Manifestations : Les Tunisiens en colère contre la crise économique et le président
Des milliers de manifestants en colère contre la crise économique en Tunisie et la dérive de plus en plus autoritaire du président ont défilé samedi dans la capitale, répondant à l’appel des partis d’opposition pour marquer les 12 ans du déclenchement des soulèvements du Printemps arabe dans la région.
Ce mouvement de protestation fait suite aux élections législatives désastreuses du mois dernier, au cours desquelles seuls 11 % des électeurs se sont rendus aux urnes. Ces élections sont destinées à remplacer et à remodeler une assemblée législative que le président Kais Saied a dissoute en 2021. Le second tour a été fixé au 29 janvier.
Il intervient également alors que le pays traverse une crise économique majeure, avec une inflation et un chômage en hausse.

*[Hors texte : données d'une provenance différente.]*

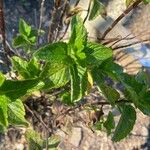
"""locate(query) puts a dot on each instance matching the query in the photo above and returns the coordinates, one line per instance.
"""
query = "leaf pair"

Ces derniers mois, les Tunisiens ont été frappés par la flambée des prix des denrées alimentaires et les pénuries de carburant et de produits de base comme le sucre, l’huile végétale et le riz.
Le Front de salut national, une coalition de cinq partis d’opposition, dont le parti d’opposition populaire islamiste Ennahdha, avait appelé à la marche dans le centre de Tunis.
L’avenue Habib Bourguiba, l’artère principale de la capitale et un site clé de la révolution, avait été placée sous haute sécurité, avec des barrières métalliques, des drones et des caméras de surveillance en place pour surveiller la foule.
Les manifestants criant « Kais Saied, sors » et « Non à la dictature, oui au dialogue et à la démocratie », entre autres devises, ont été empêchés de s’approcher du ministère de l’Intérieur.
Le président de la Ligue tunisienne des droits de l’homme, Bassem Trifi, a déclaré que les autorités ont interdit aux manifestants des autres villes du pays de venir à Tunis pour participer à la marche.
Ahmed Nejib Chebbi, éminent politicien de l’opposition, a déclaré que « le salut de la Tunisie ne peut venir que du départ de Kais Saied. »
Le chef du Parti des travailleurs, Hamma Hammami, a déclaré que « Kais Saied finira en prison ou s’enfuira à l’étranger. Son régime dictatorial tombera, comme celui du président déchu Ben Ali. »
Le 14 janvier 2011, le président de l’époque, Zine el-Abidine Ben Ali, a été chassé du pouvoir, transformant le pays en une démocratie naissante qui a inspiré le Printemps arabe. Ben Ali est décédé en 2019.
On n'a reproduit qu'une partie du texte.